A few things need to be done when Byrant does come to the Suns.

Trade both Marion and Joe Johnson for a servicable big men with defense and Tracy macGrady if he decides to leave.

To win a championship, here it's the starting line up.

C - decent defnesive minded.
PF - Amare (Must learn to be a great finisher and develop a consistant jumper)
SF - Tracy Mcgrady (Must have to take a much lesser role but needs to spend his energy on the defensive end)
SG- Kobe Byrant
PG - Alvin WIlliams type of players.


Suns in 2005 for sure!


----------



## Amareca (Oct 21, 2002)

WTF?

My best guess is that Vlade will hook up with Zarko and Milos in Phoenix next summer at least. Divac fits into exactly what kind of big man they are looking for in FA. Big, veteran, smart and shooting touch.

C- Divac
PF-Amare
SF-Marion
SG-Kobe
PG-JJ


----------



## rebelsun (Nov 25, 2003)

> Originally posted by <b>BigAmare</b>!
> WTF?
> 
> My best guess is that Vlade will hook up with Zarko and Milos in Phoenix next summer at least. Divac fits into exactly what kind of big man they are looking for in FA. Big, veteran, smart and shooting touch.
> ...


BA, is that assuming Vlade signs for like $1m?


----------



## Amareca (Oct 21, 2002)

The Suns have 13-14M$ capspace right now. Minus what the draftpick would make if we kept it.

You can bank on it that they will at least free up another 6M$ by moving White or Eisley with our own pick or the Cavs future pick.


----------



## rebelsun (Nov 25, 2003)

> Originally posted by <b>azirishmusic</b>!
> Dampier has not been playing the last week because of an injury. Again.
> 
> Dampier is not going to walk away from two years at $8.1 million and $8.9 million without a long term contract. The risk of signing Dampier is enormous.

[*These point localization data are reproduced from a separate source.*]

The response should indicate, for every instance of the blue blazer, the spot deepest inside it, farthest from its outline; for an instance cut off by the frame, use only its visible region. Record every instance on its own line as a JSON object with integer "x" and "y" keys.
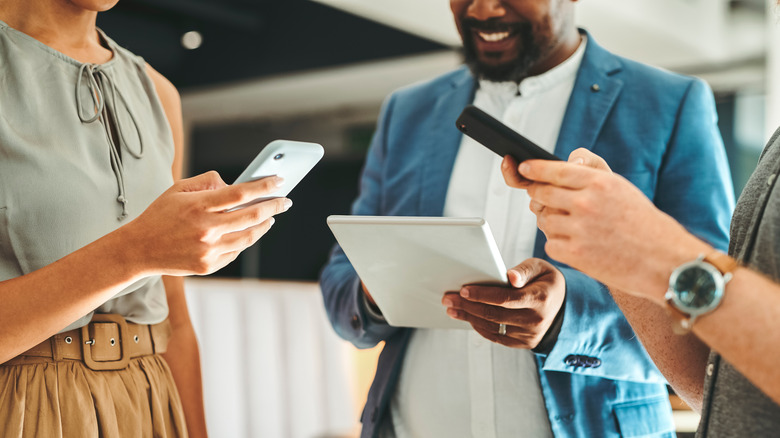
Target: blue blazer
{"x": 655, "y": 128}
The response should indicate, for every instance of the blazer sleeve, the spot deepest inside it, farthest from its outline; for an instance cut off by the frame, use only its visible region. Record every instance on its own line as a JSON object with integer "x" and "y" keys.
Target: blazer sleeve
{"x": 693, "y": 185}
{"x": 344, "y": 300}
{"x": 694, "y": 182}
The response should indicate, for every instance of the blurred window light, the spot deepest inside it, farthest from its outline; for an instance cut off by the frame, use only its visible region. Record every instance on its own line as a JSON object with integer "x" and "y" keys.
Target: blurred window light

My bad. I was under the impression he was a F/A this season.


----------



## azirishmusic (Feb 25, 2004)

> Originally posted by <b>RebelSun</b>!
> 
> 
> My bad. I was under the impression he was a F/A this season.


Dampier is a player option, the same as Kobe, Camby, and Mark Blount. Dampier's situation is different than the others in that he has another two years on his contract while the others have only one.


----------



## rebelsun (Nov 25, 2003)

> Originally posted by <b>azirishmusic</b>!
> 
> 
> Dampier is a player option, the same as Kobe, Camby, and Mark Blount. Dampier's situation is different than the others in that he has another two years on his contract while the others have only one.


Gotcha. The Suns won't give Damp $9m/year.


----------



## Amareca (Oct 21, 2002)

Dampier will opt out and sign for less than what he makes.


If he doesn't opt out he will probably never get any big contract again and certainly not long term.

He will get something like 5 years starting at 5-6M$. That will pay him more than you could expect if he stays with the Warriors and tries to get a new contract in 2 years. If the CBA is even the same.


----------



## rebelsun (Nov 25, 2003)

> Originally posted by <b>BigAmare</b>!
> Dampier will opt out and sign for less than what he makes.
> 
> 
> ...


Has he said he wants out of Golden State?


----------



## azirishmusic (Feb 25, 2004)

Dampier wants out of GS, but he also wants a lot of money.


----------